So, after a lot of waffle, I’ll briefly describe the tea houses/lodges that we’ve been staying in. The first night was certainly a grand entrance into the dining area, with satellite TV, the downside the remote was in the hands of a 16 year old! The sleeping area was up some open stone stairs fixed into the outside of the building. I’ve been told that steps are designed to be an optimal height, any slight change in that causes people to trip, well as you’ve probably already guessed, these were not of uniform height, width or even flat, with no handrail and at the top of the Stairs laid a dog, curled up fast asleep. The top, probably about two foot square was open on all sides except for the entrance into the building and the dog claimed most of that space and wasn’t in any hurry to move! The bedroom was like all the the bedrooms 2m x 3m with two single beds, with pretty solid mattress’s. I won’t bother describing them as they are all a variation on that theme. I was the only guest and was mothered and fussed over by the lady in charge. That also appears to be a similar theme that the wife runs the lodge, where the husbands are I’ve no idea?

The second lodge came into view very suddenly and wow it looked brand new, I had a smile from ear to ear. There has to be a bit, when I say looked brand new, it was, in fact only 70% complete. We’ve all heard these horror stories of unfinished hotels and the noise of the building work. Apparently the old lodge was accidentally burned down and was being rebuilt and the building work went on while ever there was light. The owner insisted on giving me a tour of where the new toilets and shower would be and the private rooms with wonderful views. From the previous sentence you have made the obvious assumption that the old toilet’s were still in use. They, of course, were nowhere near the original building that was burned down, in fact they were on the edge of a ‘long drop’ hence the name ‘long drop toilet’. In the morning I found out why I had the tour, he asked for a contribution towards the rebuilding costs.
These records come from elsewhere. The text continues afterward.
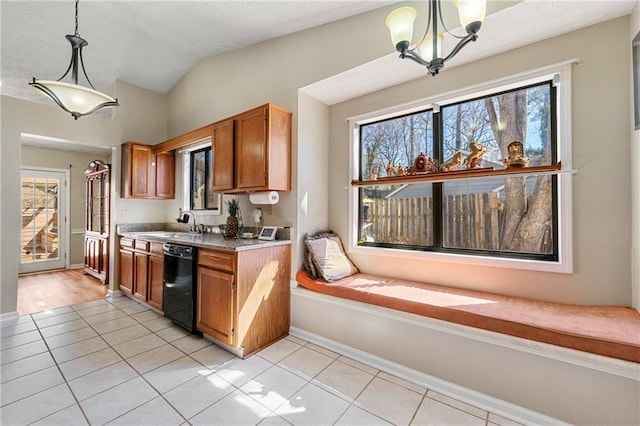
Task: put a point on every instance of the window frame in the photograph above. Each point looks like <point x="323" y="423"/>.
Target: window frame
<point x="560" y="74"/>
<point x="187" y="179"/>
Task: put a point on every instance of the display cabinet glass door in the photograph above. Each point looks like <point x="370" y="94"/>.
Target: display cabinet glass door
<point x="96" y="237"/>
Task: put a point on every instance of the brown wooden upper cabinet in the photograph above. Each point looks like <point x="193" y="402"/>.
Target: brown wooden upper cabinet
<point x="145" y="174"/>
<point x="262" y="139"/>
<point x="251" y="151"/>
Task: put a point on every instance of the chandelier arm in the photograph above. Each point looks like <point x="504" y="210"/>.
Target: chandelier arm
<point x="76" y="33"/>
<point x="49" y="93"/>
<point x="447" y="29"/>
<point x="102" y="105"/>
<point x="411" y="54"/>
<point x="468" y="39"/>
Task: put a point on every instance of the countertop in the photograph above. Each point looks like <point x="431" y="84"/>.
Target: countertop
<point x="210" y="241"/>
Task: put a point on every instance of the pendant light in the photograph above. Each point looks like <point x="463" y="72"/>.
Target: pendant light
<point x="71" y="97"/>
<point x="428" y="50"/>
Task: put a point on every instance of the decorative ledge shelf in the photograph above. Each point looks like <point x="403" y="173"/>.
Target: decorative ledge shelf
<point x="465" y="174"/>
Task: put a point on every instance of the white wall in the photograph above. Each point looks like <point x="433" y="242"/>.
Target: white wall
<point x="312" y="183"/>
<point x="635" y="180"/>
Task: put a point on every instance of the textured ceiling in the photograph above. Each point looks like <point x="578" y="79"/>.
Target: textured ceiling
<point x="152" y="44"/>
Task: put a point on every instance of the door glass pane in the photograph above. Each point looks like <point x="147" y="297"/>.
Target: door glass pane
<point x="39" y="219"/>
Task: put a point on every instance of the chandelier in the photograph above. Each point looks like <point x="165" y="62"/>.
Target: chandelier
<point x="71" y="97"/>
<point x="428" y="50"/>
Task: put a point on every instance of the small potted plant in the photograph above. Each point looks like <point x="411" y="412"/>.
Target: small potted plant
<point x="232" y="227"/>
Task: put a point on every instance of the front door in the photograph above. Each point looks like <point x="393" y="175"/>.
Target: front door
<point x="43" y="244"/>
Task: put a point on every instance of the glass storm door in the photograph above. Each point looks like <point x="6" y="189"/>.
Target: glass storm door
<point x="43" y="220"/>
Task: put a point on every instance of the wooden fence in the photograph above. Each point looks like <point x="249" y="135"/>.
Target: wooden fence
<point x="470" y="220"/>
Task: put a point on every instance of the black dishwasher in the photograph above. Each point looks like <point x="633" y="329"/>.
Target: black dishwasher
<point x="180" y="284"/>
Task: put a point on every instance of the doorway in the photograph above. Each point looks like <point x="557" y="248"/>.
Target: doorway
<point x="44" y="195"/>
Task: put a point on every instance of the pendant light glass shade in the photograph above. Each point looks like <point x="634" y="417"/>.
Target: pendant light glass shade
<point x="75" y="99"/>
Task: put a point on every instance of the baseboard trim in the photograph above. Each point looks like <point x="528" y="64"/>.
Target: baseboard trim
<point x="618" y="367"/>
<point x="9" y="316"/>
<point x="477" y="399"/>
<point x="114" y="293"/>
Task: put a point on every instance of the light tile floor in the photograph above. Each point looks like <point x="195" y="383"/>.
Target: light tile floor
<point x="114" y="361"/>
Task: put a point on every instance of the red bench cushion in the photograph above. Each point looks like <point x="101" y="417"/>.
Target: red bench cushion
<point x="604" y="330"/>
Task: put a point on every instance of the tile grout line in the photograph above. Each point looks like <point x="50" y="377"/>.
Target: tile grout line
<point x="63" y="378"/>
<point x="140" y="375"/>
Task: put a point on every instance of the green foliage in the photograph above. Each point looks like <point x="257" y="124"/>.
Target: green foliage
<point x="232" y="206"/>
It’s here that I met the first group of trekkers and low and behold they were British. They were on their way to climb Mera Peak, not the normal route, but certainly one that is a more interesting trail than the normal route and far quieter. A great group and we were to follow each other for the next few days. Now the third lodge was very different. Probably it was originally built as a place to summer pasture the animals and now run by two young ladies as more tourists start to use this particular trail. They were very, very welcoming and led me into the dining area, which was nearly pitch black, with a doorway considerably lower than my 6’ and I have the bruise to prove it. I do wonder if its previous use was to shelter the animals in bad weather. This camp was at 4,250m a place I was going to spend two nights to acclimatise… but I decided as all was going well I’d carry on the next day into the Mera valley and as it turned out PEOPLE.